LIFT
FOR obvious reasons I – like many other people – have spent much time indoors recently, looking out, rather wistfully, at the same bit of sky. But a small plus is that it has given me the idea for today’s word: lift (sometimes spelt luft, luift).
Lift is possibly the most common word in Scots for ‘sky’. It appears alongside rarer, figurative uses of words such as carry – a north-eastern usage that can also mean ‘motion of the clouds’ -- and pen or pend (which more usually means archway or canopy). Lift derives from Old Northumbrian, the variety spoken across northern England and southern Scotland before the present Scottish/English border emerged, and is related to German luft, Dutch lucht, and Old Norse lopt.

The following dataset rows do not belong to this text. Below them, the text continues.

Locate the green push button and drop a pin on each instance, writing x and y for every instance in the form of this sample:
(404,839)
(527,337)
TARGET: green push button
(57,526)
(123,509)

The form was originally found in other English dialects, but seems to have died out in most of England by the end of the 14th century; the great dialectologist Joseph Wright, at the end of the 19th century, recorded the word in Yorkshire, Northumberland, and what is now Cumbria.

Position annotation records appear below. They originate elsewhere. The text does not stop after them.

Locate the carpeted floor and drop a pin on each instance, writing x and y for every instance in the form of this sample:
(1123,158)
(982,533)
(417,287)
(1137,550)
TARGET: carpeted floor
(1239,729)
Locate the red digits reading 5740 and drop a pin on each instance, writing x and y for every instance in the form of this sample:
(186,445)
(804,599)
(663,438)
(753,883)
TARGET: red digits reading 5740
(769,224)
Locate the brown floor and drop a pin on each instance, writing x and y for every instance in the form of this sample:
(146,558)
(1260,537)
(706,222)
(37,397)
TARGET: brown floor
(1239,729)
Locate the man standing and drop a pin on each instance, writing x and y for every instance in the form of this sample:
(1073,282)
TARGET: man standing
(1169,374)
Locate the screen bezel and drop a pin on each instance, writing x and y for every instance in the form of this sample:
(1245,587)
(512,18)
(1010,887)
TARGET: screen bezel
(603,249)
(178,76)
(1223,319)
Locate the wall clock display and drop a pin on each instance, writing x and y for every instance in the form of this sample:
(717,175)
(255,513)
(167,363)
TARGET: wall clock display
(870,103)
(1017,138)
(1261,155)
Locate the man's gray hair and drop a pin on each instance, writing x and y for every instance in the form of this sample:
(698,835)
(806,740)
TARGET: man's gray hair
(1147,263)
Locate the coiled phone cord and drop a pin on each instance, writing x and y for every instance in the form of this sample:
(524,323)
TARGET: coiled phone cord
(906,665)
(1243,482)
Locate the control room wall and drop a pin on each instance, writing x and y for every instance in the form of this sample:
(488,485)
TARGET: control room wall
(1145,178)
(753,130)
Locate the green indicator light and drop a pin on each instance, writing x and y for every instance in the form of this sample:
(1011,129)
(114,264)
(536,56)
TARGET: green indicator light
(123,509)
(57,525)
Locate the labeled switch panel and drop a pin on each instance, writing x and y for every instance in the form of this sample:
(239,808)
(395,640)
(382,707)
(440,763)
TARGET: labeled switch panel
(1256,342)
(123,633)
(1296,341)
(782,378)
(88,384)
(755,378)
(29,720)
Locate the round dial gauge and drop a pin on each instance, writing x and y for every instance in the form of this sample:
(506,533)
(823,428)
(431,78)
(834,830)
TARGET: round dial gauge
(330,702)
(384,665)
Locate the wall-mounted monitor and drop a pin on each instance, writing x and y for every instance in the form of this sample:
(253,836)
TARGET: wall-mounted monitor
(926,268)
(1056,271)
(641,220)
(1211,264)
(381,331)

Lift has quite a history. There are numerous citations in the Dictionaries of the Scots Language (www.dsl.ac.uk), beginning with one from the very first literary work in Scots, John Barbour’s The Bruce, in the late fourteenth century. It seems mostly to have been a poetical word and commonly deployed in proverbs. The well-named Complaynt of Scotland, which appeared in 1549 as part of a pamphlet war between Scotland and England during Henry VIII’s ‘rough wooing’, refers to how ‘The lyft did rane yrn’: a rather evocative analogy.
The Doric poet Sheena Blackhall referred in 2000 to ‘a flicht o greylags ben the lift’: a beautiful image that we earthbound – and housebound -- humans might like to ponder on.